- Supreme Court of Canada

Hearing: December 4 and 5, 1989 Judgment: December 13, 1990
- Full case name: Donald Clarke Andrews and Robert Wayne Smith v. Her Majesty the Queen
- Citations: [1990] 3 S.C.R. 870
- Docket No.: 21034
- Prior history: Judgment for the Crown in the Court of Appeal for Ontario.
- Ruling: Appeal dismissed

Holding
- Applying R. v. Keegstra, the Criminal Code prohibitions on publicly inciting or promoting hatred against an identifiable group is constitutional.

Court membership
- Chief Justice: Brian Dickson Puisne Justices: Antonio Lamer, Bertha Wilson, Gérard La Forest, Claire L'Heureux-Dubé, John Sopinka, Charles Gonthier, Peter Cory, Beverley McLachlin

Reasons given
- Majority: Dickson C.J., joined by Wilson, L'Heureux-Dubé and Gonthier JJ.
- Dissent: McLachlin J., joined by Sopinka J.
- Dissent: La Forest J.
- Lamer and Cory JJ. took no part in the consideration or decision of the case.

= R v Andrews =

Supreme Court of Canada case on wilful promotion of hatred

R v Andrews, [1990] 3 S.C.R. 870 is a decision of the Supreme Court of Canada on the freedom of expression under section 2(b) of the Canadian Charter of Rights and Freedoms. It is a companion case to R v Keegstra. The Court upheld the criminal provision that prohibits communicating statements that wilfully promote hatred.

==Background==
Donald Andrews was the leader of a white supremacist political group known as the Nationalist Party of Canada and Robert Smith was the party secretary. Together they were in charge of the party's bi-monthly magazine called the National Reporter which made claims against the Jewish and black peoples. Both Andrews and Smith were charged with "unlawfully communicating statements, other than in private conversation, which willfully promoted hatred against an identifiable group" contrary to s. 319(2) of the Criminal Code.
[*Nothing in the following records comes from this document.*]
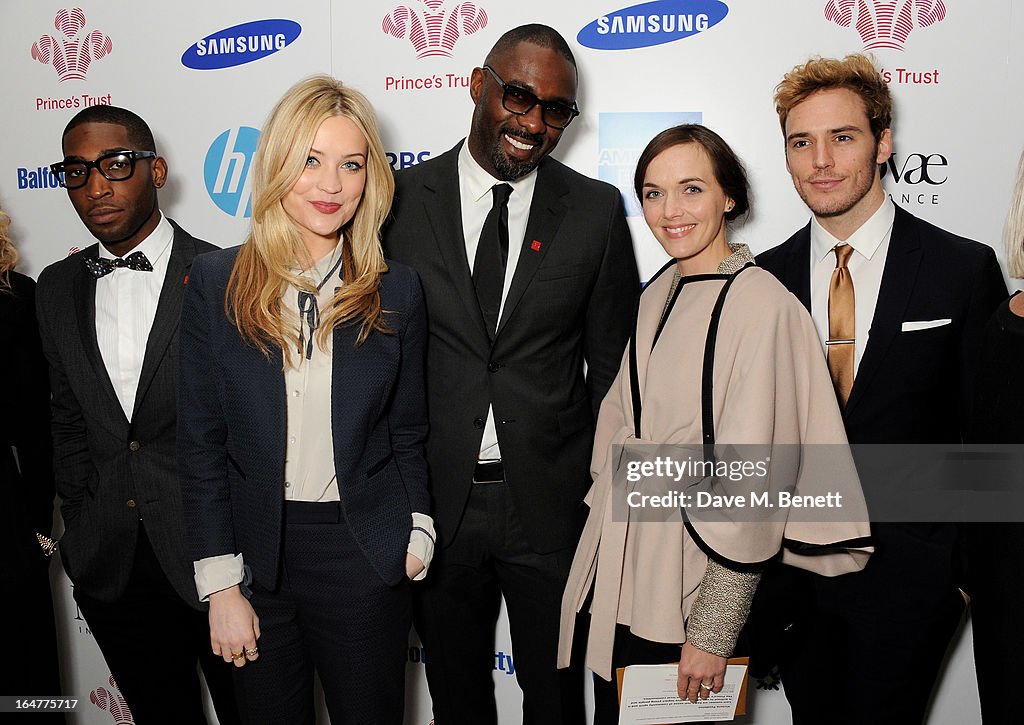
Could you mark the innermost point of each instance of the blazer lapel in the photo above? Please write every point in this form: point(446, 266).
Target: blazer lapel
point(85, 308)
point(443, 209)
point(902, 263)
point(165, 324)
point(546, 214)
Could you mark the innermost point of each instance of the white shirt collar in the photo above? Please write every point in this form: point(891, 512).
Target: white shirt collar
point(864, 241)
point(154, 247)
point(477, 182)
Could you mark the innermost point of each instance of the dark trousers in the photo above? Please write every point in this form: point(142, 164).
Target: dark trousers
point(457, 608)
point(331, 613)
point(31, 633)
point(871, 647)
point(628, 649)
point(994, 555)
point(153, 641)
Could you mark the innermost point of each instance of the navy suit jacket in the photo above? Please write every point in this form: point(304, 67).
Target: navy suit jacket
point(916, 386)
point(231, 428)
point(112, 472)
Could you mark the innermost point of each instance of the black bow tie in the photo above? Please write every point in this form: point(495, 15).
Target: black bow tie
point(100, 266)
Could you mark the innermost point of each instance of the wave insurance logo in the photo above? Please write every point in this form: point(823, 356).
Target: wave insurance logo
point(226, 170)
point(241, 44)
point(622, 137)
point(884, 24)
point(72, 54)
point(434, 31)
point(915, 177)
point(651, 24)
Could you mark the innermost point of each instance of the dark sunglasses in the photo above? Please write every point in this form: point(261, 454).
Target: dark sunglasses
point(116, 166)
point(520, 101)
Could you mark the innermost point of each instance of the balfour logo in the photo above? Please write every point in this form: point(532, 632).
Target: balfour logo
point(651, 24)
point(434, 31)
point(72, 54)
point(226, 170)
point(241, 44)
point(884, 24)
point(40, 177)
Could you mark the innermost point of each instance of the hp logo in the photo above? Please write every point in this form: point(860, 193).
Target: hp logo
point(226, 170)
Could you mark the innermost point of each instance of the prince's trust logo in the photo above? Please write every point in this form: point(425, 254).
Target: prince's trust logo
point(72, 54)
point(433, 31)
point(885, 24)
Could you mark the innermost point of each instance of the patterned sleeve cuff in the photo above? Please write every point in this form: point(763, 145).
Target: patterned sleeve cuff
point(421, 542)
point(216, 572)
point(720, 610)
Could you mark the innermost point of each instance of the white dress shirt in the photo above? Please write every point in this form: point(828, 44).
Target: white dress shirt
point(870, 247)
point(474, 192)
point(126, 306)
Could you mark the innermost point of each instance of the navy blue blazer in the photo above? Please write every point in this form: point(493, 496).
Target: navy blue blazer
point(231, 428)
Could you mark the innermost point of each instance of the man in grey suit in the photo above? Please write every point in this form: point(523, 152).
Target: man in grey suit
point(528, 272)
point(109, 322)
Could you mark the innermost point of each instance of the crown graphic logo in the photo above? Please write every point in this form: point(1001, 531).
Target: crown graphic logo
point(111, 700)
point(885, 25)
point(434, 32)
point(72, 54)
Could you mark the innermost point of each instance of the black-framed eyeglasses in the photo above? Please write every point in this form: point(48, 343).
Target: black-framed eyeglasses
point(520, 101)
point(116, 166)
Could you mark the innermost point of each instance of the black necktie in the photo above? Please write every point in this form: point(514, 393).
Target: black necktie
point(492, 255)
point(100, 266)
At trial they were found guilty for promoting hatred. On appeal to the Court of Appeal for Ontario Justice Cory found that section 319(2) violated section 2(b) of the Charter but could be justified under section 1.

The question before the Supreme Court was
1. whether s. 319(2) of the Criminal Code violated section 2(b) of the Charter, and if so, whether the violation was justifiable under section 1.
2. whether s. 319(3)(a) of the Criminal Code violated section 11(d) of the Charter, and if so, whether the violation was justifiable under section 1.

The court held that section 319(2) and 319(3)(a) violated the Charter but were saved under section 1.

==Reasons of the majority==
Chief Justice Dickson, writing for the majority, upheld the Criminal Code provisions. Dickson looked to his decision in R. v. Keegstra and applied the reasoning from that decision, coming to the same conclusion that the law should be upheld.